BP has slashed thousands of jobs and sharply cut investments over the past year in the face of the market downturn, while reaching a landmark $20 billion settlement to resolve most claims from its deadly 2010 Gulf of Mexico oil spill.

Dudley’s pay has become a regular point of tension during the firm’s annual shareholder meetings, with some investors questioning the size of the package during tough times.

The next meeting is scheduled for April.

Last month BP reported a $6.5 billion loss for 2015 and its fourth-quarter underlying replacement cost profit, its definition of net income, came in at $196 million, well below analyst expectations of $730 million.

BP has repeatedly argued it needs to remain competitive and its remuneration is lower than of most U.S. companies.

In its annual report on Friday, BP said executive directors received no increase in base salary in 2015 and that senior leadership would not see salary increases this year either.

As such, Dudley’s 2015 pay was little changed at $13.1 million. Including pension, however, his total remuneration rose to $19.6 million from $16.4 million a year earlier.

Dudley’s remuneration has for a number of years been restated to include the value of BP’s contribution to his U.S. retirement savings, BP said.

Ann Dowling, chair of BP’s remuneration committee, said the company delivered strong operating and safety performances throughout 2015.

“The oil price is outside BP’s control, but executives performed strongly in managing the things they could control and for which they are accountable.
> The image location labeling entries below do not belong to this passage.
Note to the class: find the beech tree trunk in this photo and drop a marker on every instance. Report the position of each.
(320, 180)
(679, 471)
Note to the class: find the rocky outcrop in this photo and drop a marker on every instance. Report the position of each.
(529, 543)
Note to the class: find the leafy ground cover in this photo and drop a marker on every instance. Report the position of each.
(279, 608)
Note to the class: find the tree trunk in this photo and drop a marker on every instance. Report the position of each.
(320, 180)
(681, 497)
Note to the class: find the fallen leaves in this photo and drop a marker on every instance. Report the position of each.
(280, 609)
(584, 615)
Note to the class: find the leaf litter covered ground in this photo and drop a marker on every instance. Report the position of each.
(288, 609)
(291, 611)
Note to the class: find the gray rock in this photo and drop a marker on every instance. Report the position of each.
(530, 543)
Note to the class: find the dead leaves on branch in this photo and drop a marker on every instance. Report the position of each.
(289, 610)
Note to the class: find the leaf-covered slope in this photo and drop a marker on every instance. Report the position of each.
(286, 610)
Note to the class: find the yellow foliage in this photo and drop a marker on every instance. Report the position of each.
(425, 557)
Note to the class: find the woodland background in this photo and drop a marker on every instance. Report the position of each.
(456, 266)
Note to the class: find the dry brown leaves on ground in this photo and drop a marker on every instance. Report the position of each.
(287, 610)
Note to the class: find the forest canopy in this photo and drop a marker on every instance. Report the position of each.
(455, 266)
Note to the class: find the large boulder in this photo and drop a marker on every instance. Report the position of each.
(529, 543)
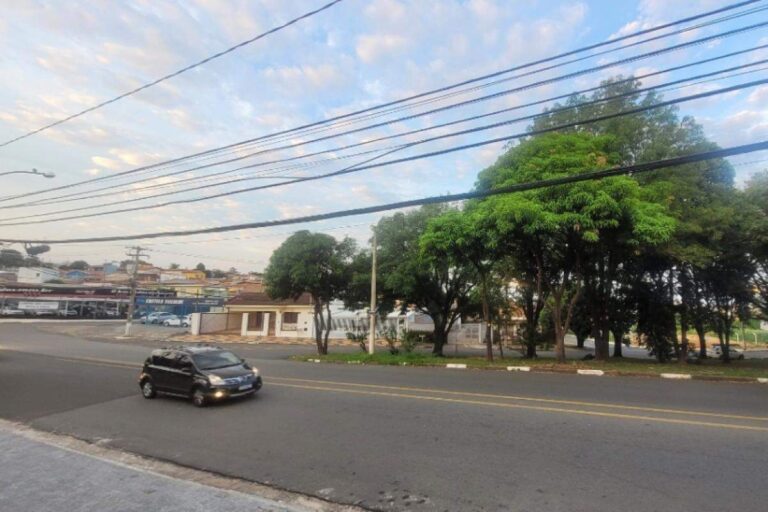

BP surpassed expectations on most measures and directors’ remuneration reflects this,” Dowling said in the report.

BP said that while industry costs had come down sharply following the near 70 percent decline in oil prices over the past 20 months, “this will be a tough period of intense change for the industry as it adapts to this new reality.”

Chairman Carl-Henric Svanberg said in the current low oil price environment BP aimed to rebalance sources and uses of cash to ensure it covered capital expenditure and shareholder distributions with operating cash flow.

“We anticipate that all the actions we are taking will capture more deflation and drive the point of rebalance to below $60 per barrel,” he said.

BP has said it expects oil prices to remain low in the near term.